IT world split on whether "NASA hacker" should be extradited, poll reveals

July 07, 2006 Sophos Press Release

A poll of over 500 IT professionals has found that the industry is virtually split in two over whether it is right for a British man to be extradited to the USA for allegedly breaking into Pentagon and NASA computers.

Gary McKinnon, a self-confessed computer enthusiast from North London, is alleged to have hacked into computers belonging to the US Army, US Navy, US Air Force, Department of Defense and NASA. British Home Secretary, John Reid, has this week signed the order approving the extradition.

In an online poll*, conducted by Sophos, 52% said that McKinnon should not be extradited, while 48% said it was correct for him to face a US court.

Survey results

Should Gary McKinnon be extradited to the USA?

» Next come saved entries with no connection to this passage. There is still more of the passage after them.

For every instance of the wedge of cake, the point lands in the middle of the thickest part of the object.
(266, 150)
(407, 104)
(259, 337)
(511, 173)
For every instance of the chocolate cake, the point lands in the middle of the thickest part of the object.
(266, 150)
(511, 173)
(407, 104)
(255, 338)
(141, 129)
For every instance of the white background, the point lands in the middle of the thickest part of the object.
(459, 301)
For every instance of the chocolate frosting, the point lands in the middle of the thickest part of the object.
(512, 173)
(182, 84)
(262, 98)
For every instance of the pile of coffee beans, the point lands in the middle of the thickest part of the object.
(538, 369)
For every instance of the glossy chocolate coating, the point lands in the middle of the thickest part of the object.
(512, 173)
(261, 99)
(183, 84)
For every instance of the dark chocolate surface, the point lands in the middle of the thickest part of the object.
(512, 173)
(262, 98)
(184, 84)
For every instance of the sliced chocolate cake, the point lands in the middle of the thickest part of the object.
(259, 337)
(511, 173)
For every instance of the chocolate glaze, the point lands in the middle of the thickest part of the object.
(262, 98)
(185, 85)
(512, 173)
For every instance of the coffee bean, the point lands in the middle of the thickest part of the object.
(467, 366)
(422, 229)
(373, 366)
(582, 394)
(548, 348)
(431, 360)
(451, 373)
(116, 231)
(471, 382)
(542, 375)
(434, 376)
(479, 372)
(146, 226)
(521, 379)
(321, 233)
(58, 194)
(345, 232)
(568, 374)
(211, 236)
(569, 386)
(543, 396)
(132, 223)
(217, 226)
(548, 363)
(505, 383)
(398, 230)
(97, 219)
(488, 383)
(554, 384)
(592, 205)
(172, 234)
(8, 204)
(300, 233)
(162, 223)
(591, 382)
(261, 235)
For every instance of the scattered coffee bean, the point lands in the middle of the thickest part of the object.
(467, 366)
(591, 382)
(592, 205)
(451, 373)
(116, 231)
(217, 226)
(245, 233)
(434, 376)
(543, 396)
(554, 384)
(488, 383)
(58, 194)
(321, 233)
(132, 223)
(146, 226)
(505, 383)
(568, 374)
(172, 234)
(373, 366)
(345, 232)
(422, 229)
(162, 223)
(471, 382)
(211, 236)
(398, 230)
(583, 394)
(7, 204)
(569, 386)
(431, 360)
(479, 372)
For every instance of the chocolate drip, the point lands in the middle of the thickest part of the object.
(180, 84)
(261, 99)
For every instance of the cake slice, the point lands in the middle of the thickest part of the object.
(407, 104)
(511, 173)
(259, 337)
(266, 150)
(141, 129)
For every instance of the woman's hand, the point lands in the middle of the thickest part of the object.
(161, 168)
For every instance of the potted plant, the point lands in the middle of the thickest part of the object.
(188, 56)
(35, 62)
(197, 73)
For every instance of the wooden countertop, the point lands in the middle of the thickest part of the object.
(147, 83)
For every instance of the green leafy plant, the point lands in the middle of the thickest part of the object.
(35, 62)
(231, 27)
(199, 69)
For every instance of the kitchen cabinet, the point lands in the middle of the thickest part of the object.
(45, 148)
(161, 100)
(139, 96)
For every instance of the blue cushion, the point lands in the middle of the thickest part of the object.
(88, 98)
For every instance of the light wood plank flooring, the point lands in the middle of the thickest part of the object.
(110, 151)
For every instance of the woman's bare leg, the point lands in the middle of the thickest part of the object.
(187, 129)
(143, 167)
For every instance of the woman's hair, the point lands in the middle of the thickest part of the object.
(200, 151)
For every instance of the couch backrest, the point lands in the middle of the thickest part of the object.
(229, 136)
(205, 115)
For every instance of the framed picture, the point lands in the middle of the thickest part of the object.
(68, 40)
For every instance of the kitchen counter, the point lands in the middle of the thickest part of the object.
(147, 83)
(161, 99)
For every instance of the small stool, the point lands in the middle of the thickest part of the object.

Yes, he should be extradited
48%
No, he should not
52%

"It's fascinating to see how the IT community is split down the middle regarding Gary McKinnon. Many have expressed sympathy with his plight and think the British authorities have let him down by agreeing to extradite him to the States. This is in marked difference to the reaction we normally hear from the public when alleged virus writers and hackers are making the headlines," said Graham Cluley, senior technology consultant for Sophos. "Hackers should take heed of the McKinnon case, and think carefully about their actions if they don't want a one-way ticket to an American court."

40-year-old McKinnon claims that he did not break into the networks with malicious intent, but to uncover confidential information about anti-gravity propulsion systems and extraterrestrial technology which he believed the authorities were hiding from the public.

McKinnon has been leading a high profile campaign to avoid extradition, demanding that the US authorities should provide evidence of his supposed crimes and damage caused to the UK court, and claiming that he could be sent to the US military camp at Guantanamo Bay. His campaign has been supported by many others in the hacking community.

McKinnon says that he was caught while viewing an image of what he believed to be a UFO on a NASA computer. He has two weeks to appeal against the Home Secretary's decision.

* Sophos online survey, 565 respondents.